Even with more than 70 wins worldwide and four major championships, Laura Davies of England never had a week like this.
Davies was chosen as one of four inductees to the World Golf Hall of Fame. The announcement Wednesday came one day after she was at Buckingham Palace to receive her insignia as Dame Commander of the Order of the British Empire.
“I can match the two awards up on a level playing field,” Davies said. “They’re both great honors, something I never thought about 30 years ago when I turned pro.”
Mark O’Meara, who won the Masters and British Open among his 16 PGA Tour wins, two-time major champion David Graham of Australia and golf course architect A.W. Tillinghast also were selected.
The induction ceremony will be at St. Andrews University next year on the Monday of the British Open.
This was the first year that independent golf writers were left out of the voting process. Instead, a committee chose the finalists, and a 16-member committee voted on them. Finalists had to receive at least 12 votes. Golf administrators made up a majority of the committees.
O’Meara had been overlooked in previous voting even though he had a stronger record. Along with a U.S. Amateur title, he became the oldest player (41) to win two majors in one season in 1998 and won tournaments on five continents. He also played on five Ryder Cup teams.
“I was hoping this time was going to come, and fortunately it did,” O’Meara said. “I think all of us realize this is the pinnacle of golf. … As a young person, you have dreams of someday being in the Hall of Fame.”
Davies perhaps was the one inductee who should have been years ago.

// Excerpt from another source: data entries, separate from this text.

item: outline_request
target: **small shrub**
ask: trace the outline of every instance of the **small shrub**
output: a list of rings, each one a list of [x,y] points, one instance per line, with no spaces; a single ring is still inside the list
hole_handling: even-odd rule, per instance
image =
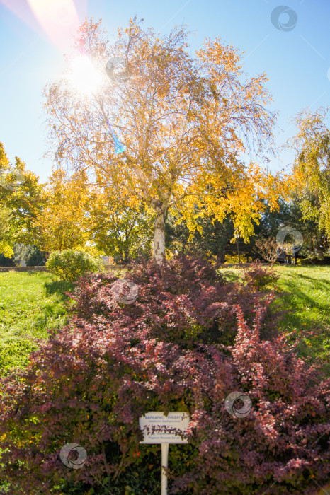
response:
[[[261,266],[261,262],[254,262],[251,267],[243,270],[243,280],[249,288],[262,291],[273,286],[278,279],[278,275],[272,267]]]
[[[101,271],[103,264],[88,252],[67,249],[52,252],[46,267],[61,280],[74,281],[86,273]]]

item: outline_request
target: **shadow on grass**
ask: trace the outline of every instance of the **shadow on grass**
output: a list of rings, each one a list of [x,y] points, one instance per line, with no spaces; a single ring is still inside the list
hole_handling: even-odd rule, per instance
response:
[[[68,298],[65,292],[72,292],[74,289],[74,284],[63,280],[54,280],[52,282],[45,282],[45,290],[47,296],[56,294],[61,299],[66,301]]]

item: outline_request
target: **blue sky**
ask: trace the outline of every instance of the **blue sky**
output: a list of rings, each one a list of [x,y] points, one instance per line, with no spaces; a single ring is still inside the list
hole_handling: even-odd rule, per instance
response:
[[[34,2],[38,0],[33,0]],[[42,0],[43,4],[59,0]],[[70,0],[61,0],[61,1]],[[72,0],[73,1],[73,0]],[[286,2],[286,0],[284,0]],[[33,0],[30,0],[30,3]],[[135,15],[145,27],[165,34],[175,24],[188,25],[191,52],[205,37],[220,36],[244,52],[244,69],[250,76],[265,71],[273,95],[271,110],[279,112],[275,131],[278,146],[294,135],[288,120],[302,108],[315,110],[330,100],[329,0],[292,0],[284,6],[297,16],[295,27],[283,31],[272,24],[278,0],[75,0],[80,20],[101,18],[109,36]],[[16,11],[7,8],[13,6]],[[280,22],[291,22],[286,9]],[[291,13],[293,16],[294,13]],[[279,25],[278,24],[278,26]],[[34,18],[28,0],[0,0],[0,141],[9,159],[19,156],[42,181],[52,162],[47,151],[43,88],[63,67],[63,49],[55,46]],[[271,161],[271,170],[288,168],[290,152]]]

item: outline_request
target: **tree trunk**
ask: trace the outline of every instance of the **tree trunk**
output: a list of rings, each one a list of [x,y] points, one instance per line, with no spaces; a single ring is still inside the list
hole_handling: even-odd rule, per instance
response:
[[[165,260],[165,219],[164,213],[157,214],[154,223],[154,260],[157,263]]]
[[[167,206],[164,203],[155,200],[152,205],[157,216],[154,222],[154,260],[157,263],[165,261],[165,222],[167,218]]]

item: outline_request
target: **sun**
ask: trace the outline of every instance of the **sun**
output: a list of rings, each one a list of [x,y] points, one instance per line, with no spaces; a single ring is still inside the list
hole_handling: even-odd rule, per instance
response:
[[[104,74],[86,55],[78,55],[71,62],[68,79],[74,90],[86,95],[97,93],[104,82]]]

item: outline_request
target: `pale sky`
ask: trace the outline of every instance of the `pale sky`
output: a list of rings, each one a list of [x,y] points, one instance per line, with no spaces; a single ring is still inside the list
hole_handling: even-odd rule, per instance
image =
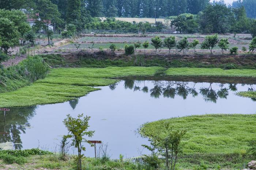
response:
[[[234,1],[234,0],[224,0],[224,1],[225,1],[225,2],[226,2],[226,4],[232,4],[232,3],[233,3],[233,1]],[[213,0],[211,0],[210,1],[211,2],[212,2],[213,1]]]

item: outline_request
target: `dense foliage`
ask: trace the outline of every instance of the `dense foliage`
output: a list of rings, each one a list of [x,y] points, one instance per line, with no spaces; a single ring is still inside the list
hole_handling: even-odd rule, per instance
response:
[[[253,114],[192,116],[146,123],[140,133],[148,137],[161,134],[165,123],[169,122],[177,129],[187,130],[182,142],[184,153],[231,153],[249,149],[248,144],[256,138],[252,129],[255,120]]]

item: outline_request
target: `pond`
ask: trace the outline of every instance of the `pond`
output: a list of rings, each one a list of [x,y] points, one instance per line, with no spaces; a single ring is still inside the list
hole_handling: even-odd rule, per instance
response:
[[[67,131],[63,123],[67,114],[91,117],[91,139],[108,143],[112,158],[136,157],[147,144],[136,131],[142,124],[160,119],[210,114],[254,114],[256,102],[237,96],[240,91],[256,90],[256,78],[129,77],[86,96],[64,103],[11,108],[0,112],[0,148],[39,147],[59,151]],[[88,145],[86,156],[94,156]],[[69,152],[75,152],[71,148]]]

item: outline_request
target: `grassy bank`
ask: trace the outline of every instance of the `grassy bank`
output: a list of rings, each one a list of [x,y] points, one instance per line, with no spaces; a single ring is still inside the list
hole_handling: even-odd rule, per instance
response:
[[[175,76],[215,76],[226,77],[256,77],[256,70],[206,68],[170,68],[166,75]]]
[[[253,159],[246,158],[246,154],[249,142],[256,140],[255,114],[206,115],[161,120],[144,124],[140,133],[146,137],[159,135],[166,122],[187,131],[179,161],[184,168],[204,163],[210,168],[217,168],[218,165],[222,168],[241,168],[243,163]]]
[[[107,52],[79,51],[63,54],[42,55],[52,67],[105,67],[159,66],[165,68],[219,68],[256,69],[256,55],[135,54],[113,56]]]
[[[77,169],[75,157],[70,156],[67,160],[63,161],[59,154],[31,156],[26,159],[26,162],[22,165],[1,164],[0,169]],[[106,160],[102,159],[85,158],[82,160],[82,169],[90,170],[143,170],[150,169],[146,165],[135,163],[131,160]]]
[[[153,75],[163,71],[161,67],[109,67],[62,68],[50,70],[45,79],[17,90],[0,94],[0,107],[29,106],[61,103],[99,90],[91,86],[108,85],[118,80],[112,78]],[[167,75],[253,77],[256,70],[219,68],[171,68]]]
[[[99,90],[90,86],[106,86],[118,81],[112,78],[153,75],[163,69],[160,67],[53,69],[45,79],[15,91],[0,94],[0,107],[62,102]]]
[[[48,68],[42,59],[36,56],[16,66],[0,68],[0,93],[15,90],[44,78]]]
[[[237,94],[240,96],[251,98],[256,100],[256,91],[242,91],[238,92]]]

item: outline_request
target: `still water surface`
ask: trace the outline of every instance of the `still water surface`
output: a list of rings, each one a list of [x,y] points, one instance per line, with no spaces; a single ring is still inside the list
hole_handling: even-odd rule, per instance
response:
[[[0,148],[39,146],[59,151],[61,136],[67,132],[62,122],[66,115],[83,113],[91,117],[90,130],[95,131],[91,139],[108,143],[112,158],[120,154],[131,157],[138,156],[141,145],[147,143],[135,132],[145,122],[192,115],[256,112],[256,102],[235,95],[256,90],[255,79],[167,79],[128,78],[77,100],[12,108],[4,123],[1,112]],[[86,146],[85,155],[93,157],[94,149]],[[146,149],[142,152],[147,153]]]

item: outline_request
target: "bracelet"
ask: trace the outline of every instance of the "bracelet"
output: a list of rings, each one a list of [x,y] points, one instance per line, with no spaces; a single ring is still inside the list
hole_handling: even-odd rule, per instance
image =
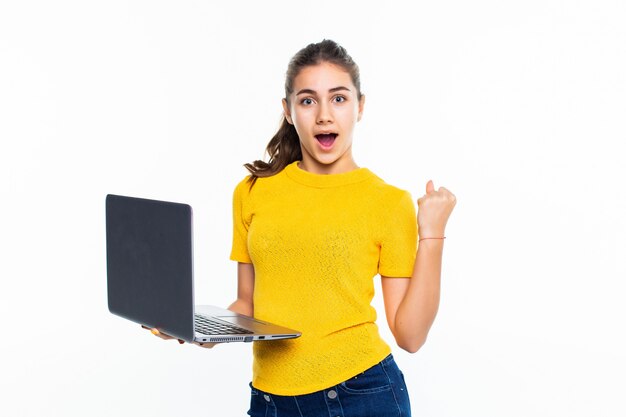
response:
[[[420,240],[418,240],[418,243],[421,242],[422,240],[426,240],[426,239],[441,239],[441,240],[443,240],[445,238],[446,238],[445,236],[444,237],[423,237]]]

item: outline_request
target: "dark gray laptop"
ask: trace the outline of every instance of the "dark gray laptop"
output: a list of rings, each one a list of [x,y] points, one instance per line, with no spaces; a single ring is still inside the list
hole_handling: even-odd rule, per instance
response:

The LPGA Tour had its own stringent criteria of 27 points — one point for a victory and major award, two points for a major — and the Englishwoman had been stuck on 25 points since 2001. She refused to be considered on the International ballot over the last decade, determined to get in one her own.
Now that the ballots have been eliminated, she was a natural choice.
A powerful player, Davies won the 1987 U.S. Women’s Open before she even joined the LPGA Tour. She had 20 wins on the LPGA Tour, and likely could have won more if not for spending so much time on home soil to support the Ladies European Tour.
She received the news from LPGA commissioner Mike Whan.
“Normally when the commissioner is calling you’re in trouble,” Davies said. “I called him back. I went to thinking I was in trouble to the best news ever.”
Graham won the 1979 PGA Championship at Oakland Hills and the 1981 U.S. Open at Merion, where he putted for birdie on every hole in his final round of 67. He is one of four players to win on every continent golf is played.
Graham was never on the International ballot because he did not have enough points with his eight PGA Tour wins, two wins in Europe, one in Japan and eight in Australia.
“It’s been a long time, but good things are worth waiting for,” Graham said.
Tillinghast is regarded as one of golf’s greatest designers, whose work includes Winged Foot, Baltusrol, San Francisco Golf Club and Quaker Ridge.
The other finalists were Johnny Farrell, Max Faulkner, Davis Love III, Graham Marsh and Calvin Peete from men’s golf; Beverly Hanson, Catherine Lacoste, Meg Mallon, Sandra Palmer and Jan Stephenson from women’s golf; and Henry Longhurst and Samuel Ryder from the lifetime achievement category.
Missing from the list of finalists was Ian Woosnam, a former Masters champion and world No. 1 who has 35 world wins.